Avant de songer à cette seconde phase des restructurations transfrontalières qu’on devra affronter à un moment ou à un autre, il faut d’abord consolider le paysage domestique et faire émerger des champions nationaux. En Tunisie, ils existent potentiellement et renferment en eux des trésors de compétences et de savoir-faire. Le tout est de les révéler dans le cadre d’un jeu coopératif et de devoir national, arguments auxquels l’actionnariat même privé ne peut pas être insensible dans une optique de croissance nationale de long terme. Les mécanismes du marché n’ont de sens que dans le cadre d’une action de politique économique conforme aux objectifs de croissance nationale.

La fusion STB/BH pourrait-elle constituer un début de solution pour la mise en place d’un héros bancaire national?
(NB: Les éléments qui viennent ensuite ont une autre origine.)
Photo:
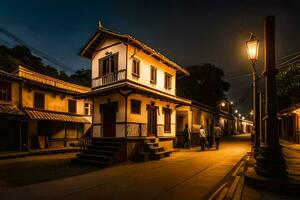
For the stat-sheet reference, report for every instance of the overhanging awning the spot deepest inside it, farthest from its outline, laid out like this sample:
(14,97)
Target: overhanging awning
(55,116)
(11,110)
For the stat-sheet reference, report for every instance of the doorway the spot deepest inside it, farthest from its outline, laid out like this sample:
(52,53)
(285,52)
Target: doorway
(109,119)
(152,120)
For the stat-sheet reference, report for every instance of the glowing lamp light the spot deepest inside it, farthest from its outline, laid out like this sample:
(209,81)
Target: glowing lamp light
(252,48)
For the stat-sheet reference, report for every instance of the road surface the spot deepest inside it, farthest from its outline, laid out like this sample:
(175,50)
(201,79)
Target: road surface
(192,174)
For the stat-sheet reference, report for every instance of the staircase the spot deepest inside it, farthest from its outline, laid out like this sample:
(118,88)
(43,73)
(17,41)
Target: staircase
(102,152)
(152,151)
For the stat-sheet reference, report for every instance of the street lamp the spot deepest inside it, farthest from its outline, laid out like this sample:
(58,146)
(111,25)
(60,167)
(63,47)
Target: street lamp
(252,48)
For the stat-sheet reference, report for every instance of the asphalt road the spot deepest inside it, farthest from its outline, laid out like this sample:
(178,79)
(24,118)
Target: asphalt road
(185,175)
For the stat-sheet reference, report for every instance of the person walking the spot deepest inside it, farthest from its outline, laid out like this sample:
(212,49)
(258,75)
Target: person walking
(218,132)
(186,135)
(203,139)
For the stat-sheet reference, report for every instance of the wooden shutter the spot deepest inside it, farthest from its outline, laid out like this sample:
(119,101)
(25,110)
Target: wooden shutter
(100,68)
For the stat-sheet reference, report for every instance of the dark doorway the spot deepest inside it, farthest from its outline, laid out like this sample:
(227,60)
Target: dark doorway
(109,119)
(152,120)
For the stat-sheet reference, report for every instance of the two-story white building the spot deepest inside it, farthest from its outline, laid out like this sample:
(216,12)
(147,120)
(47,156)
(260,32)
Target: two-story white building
(133,91)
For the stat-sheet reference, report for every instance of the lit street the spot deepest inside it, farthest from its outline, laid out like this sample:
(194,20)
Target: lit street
(185,174)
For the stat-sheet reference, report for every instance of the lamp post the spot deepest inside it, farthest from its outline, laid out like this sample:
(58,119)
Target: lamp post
(252,48)
(270,162)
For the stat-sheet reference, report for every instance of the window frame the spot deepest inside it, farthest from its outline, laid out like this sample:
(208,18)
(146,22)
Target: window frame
(5,91)
(168,81)
(153,69)
(111,68)
(70,108)
(132,111)
(136,74)
(167,117)
(35,103)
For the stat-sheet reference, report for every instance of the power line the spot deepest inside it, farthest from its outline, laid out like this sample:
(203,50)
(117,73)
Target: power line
(37,51)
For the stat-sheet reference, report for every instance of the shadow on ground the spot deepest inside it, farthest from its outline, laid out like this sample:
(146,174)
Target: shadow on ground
(34,171)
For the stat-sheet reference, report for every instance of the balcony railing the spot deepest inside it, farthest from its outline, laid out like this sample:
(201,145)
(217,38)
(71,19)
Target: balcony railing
(109,78)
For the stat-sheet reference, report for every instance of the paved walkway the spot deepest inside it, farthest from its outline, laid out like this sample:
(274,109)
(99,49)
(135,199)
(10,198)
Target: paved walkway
(292,156)
(185,175)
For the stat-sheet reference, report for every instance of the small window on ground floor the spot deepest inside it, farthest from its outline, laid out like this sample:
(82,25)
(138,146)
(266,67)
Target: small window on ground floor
(167,113)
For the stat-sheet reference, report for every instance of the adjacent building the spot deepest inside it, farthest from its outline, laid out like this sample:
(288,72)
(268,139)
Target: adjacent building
(41,111)
(289,123)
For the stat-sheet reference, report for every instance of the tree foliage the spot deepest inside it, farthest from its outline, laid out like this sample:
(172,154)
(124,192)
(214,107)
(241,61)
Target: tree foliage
(11,58)
(288,86)
(205,84)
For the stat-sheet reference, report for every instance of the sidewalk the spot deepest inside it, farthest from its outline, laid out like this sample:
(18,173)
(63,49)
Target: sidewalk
(292,156)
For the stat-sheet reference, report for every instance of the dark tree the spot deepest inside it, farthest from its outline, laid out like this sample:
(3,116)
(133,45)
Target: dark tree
(205,84)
Il s’agit là de l’une des meilleures initiatives de l’histoire monétaire contemporaine de la Tunisie. C’est une innovation d’origine publique. Elle aura une vertu pédagogique certaine. Le business model qui en résultera aura du sens puisque, outre le renforcement du capital et du champ d’action da la nouvelle entité, l’initiative vise à ne pas livrer au secteur privé ce que l’Etat sait mieux faire pour le moment. Elle doit être poursuivie et porter sur d’autres entités publiques par «effet d’agglomération».

Est-ce que la création de pôles spécialisés sous la forme de holdings regroupant la BFPME, la SOTUGAR et les SICAR (Baptisé Moubadara) et d’un pôle bancaire tuniso-libyen ainsi que la restructuration de la Tunisian Foreign Bank pourraient apporter des réponses convaincantes aux besoins des nouveaux entrepreneurs, selon vous?
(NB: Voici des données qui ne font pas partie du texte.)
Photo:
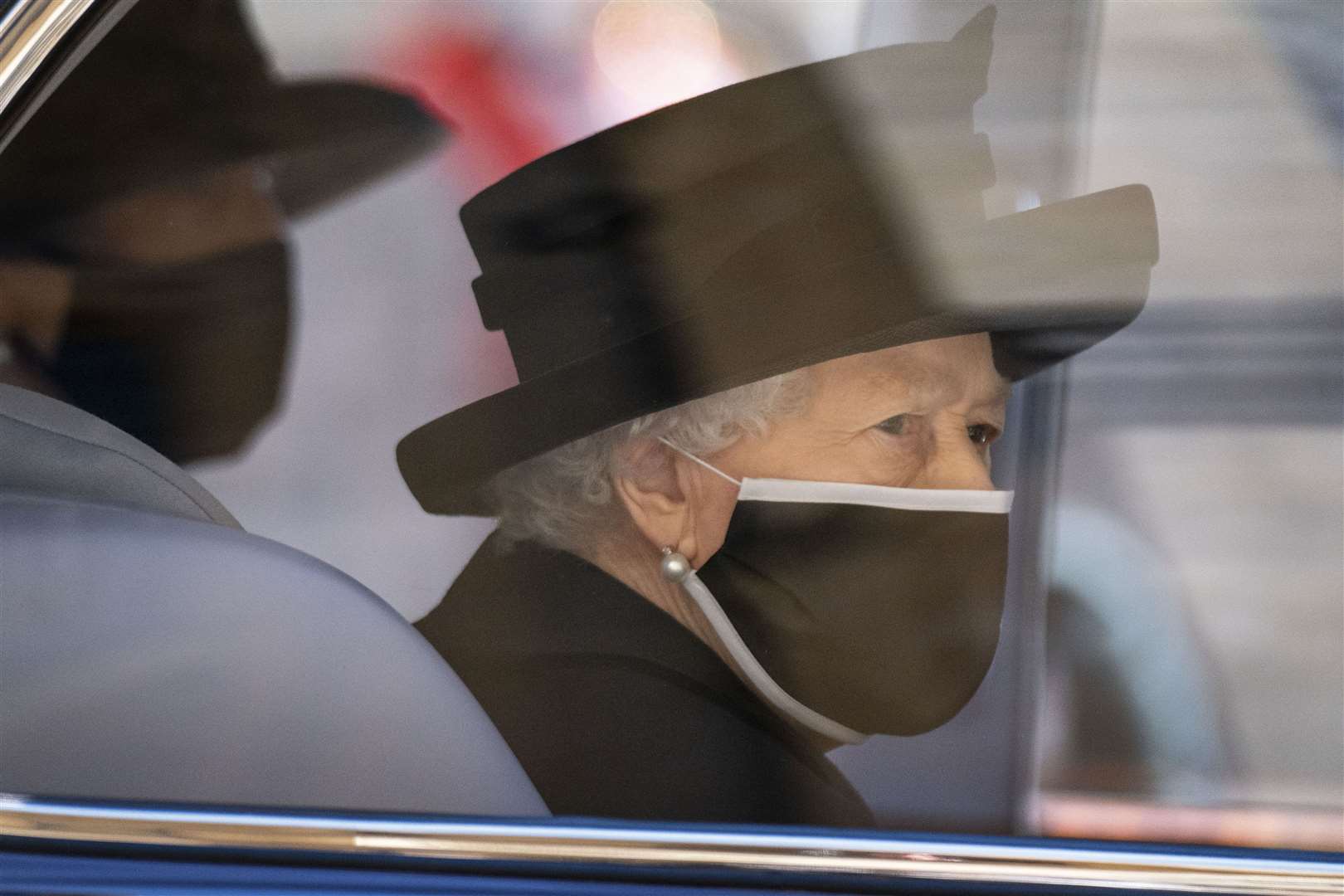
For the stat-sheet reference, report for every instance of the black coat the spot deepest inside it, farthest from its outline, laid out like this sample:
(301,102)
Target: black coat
(616,709)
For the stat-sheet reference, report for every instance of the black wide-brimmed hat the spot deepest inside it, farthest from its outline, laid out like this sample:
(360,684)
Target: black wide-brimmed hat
(180,88)
(816,212)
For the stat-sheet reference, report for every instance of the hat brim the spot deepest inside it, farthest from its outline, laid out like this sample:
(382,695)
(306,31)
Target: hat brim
(1046,284)
(325,139)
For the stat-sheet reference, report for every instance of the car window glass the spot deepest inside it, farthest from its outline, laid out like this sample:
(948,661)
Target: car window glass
(268,280)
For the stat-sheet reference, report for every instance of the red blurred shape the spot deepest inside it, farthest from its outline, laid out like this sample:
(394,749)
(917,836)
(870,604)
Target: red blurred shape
(485,99)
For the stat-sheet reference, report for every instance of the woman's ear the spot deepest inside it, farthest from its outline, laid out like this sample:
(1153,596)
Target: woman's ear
(654,494)
(674,501)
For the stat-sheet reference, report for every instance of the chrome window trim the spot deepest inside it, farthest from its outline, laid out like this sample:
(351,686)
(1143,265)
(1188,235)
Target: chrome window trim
(559,843)
(28,32)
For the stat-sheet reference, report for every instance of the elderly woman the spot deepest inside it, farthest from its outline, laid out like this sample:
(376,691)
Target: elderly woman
(743,483)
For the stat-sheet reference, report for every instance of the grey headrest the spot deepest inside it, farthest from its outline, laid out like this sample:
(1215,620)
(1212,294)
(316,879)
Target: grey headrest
(151,657)
(52,449)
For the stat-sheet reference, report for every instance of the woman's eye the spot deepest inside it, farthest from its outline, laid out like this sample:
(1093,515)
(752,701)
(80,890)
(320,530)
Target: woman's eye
(981,433)
(894,425)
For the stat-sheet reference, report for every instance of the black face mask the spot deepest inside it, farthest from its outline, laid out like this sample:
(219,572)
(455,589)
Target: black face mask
(858,609)
(187,358)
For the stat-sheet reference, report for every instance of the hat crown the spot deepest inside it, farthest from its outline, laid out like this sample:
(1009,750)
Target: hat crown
(728,193)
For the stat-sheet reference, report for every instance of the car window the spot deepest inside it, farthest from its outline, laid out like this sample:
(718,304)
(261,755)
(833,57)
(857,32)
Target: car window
(331,278)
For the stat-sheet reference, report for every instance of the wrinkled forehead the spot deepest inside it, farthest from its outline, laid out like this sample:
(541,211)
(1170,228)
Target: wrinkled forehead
(958,368)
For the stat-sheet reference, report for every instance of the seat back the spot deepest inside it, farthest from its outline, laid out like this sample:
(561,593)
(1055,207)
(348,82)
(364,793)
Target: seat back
(153,657)
(52,449)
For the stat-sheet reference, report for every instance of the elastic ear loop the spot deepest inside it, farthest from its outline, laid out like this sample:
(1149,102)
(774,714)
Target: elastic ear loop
(741,653)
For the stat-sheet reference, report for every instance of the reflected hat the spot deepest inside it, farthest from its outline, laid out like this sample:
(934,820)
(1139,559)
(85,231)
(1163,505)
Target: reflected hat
(811,214)
(182,88)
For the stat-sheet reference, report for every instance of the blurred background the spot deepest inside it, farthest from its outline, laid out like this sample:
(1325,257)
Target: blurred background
(1177,666)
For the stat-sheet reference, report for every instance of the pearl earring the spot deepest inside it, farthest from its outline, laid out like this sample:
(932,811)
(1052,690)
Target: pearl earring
(674,566)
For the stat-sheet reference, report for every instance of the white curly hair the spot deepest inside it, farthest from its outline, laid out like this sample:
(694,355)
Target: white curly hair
(563,497)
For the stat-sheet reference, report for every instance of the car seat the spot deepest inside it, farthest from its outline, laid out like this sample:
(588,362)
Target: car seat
(151,649)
En fait, les F&A bancaires ne doivent pas s’appuyer uniquement sur une approche «mécanique», celles des cabinets internationaux de conseil en M&A (Mergers&Acquisitions) qui est naturellement indispensable. Elle a besoin aussi d’être contextualisé s’agissant de la Tunisie. Il importe de veiller à une certaine cohérence liée à l’histoire des banques tunisiennes et au contexte social. L’approche par pôles ou holding paraît intéressante. C’est celle que les autorités monétaires tunisiennes semblent avoir privilégié avec un pôle bancaire public fort: Tunisie Holding STB, BH et BNA, financement de la PME avec Moubadara Holding et un pôle de financement de long terme de poids avec la Caisse des dépôts et consignation. Cette stratégie de mise en cohérence par «pôle de compétences» mérite d’être poursuivie car elle préfigure des rapprochements économiquement souhaitables pour un meilleur financement de l’économie.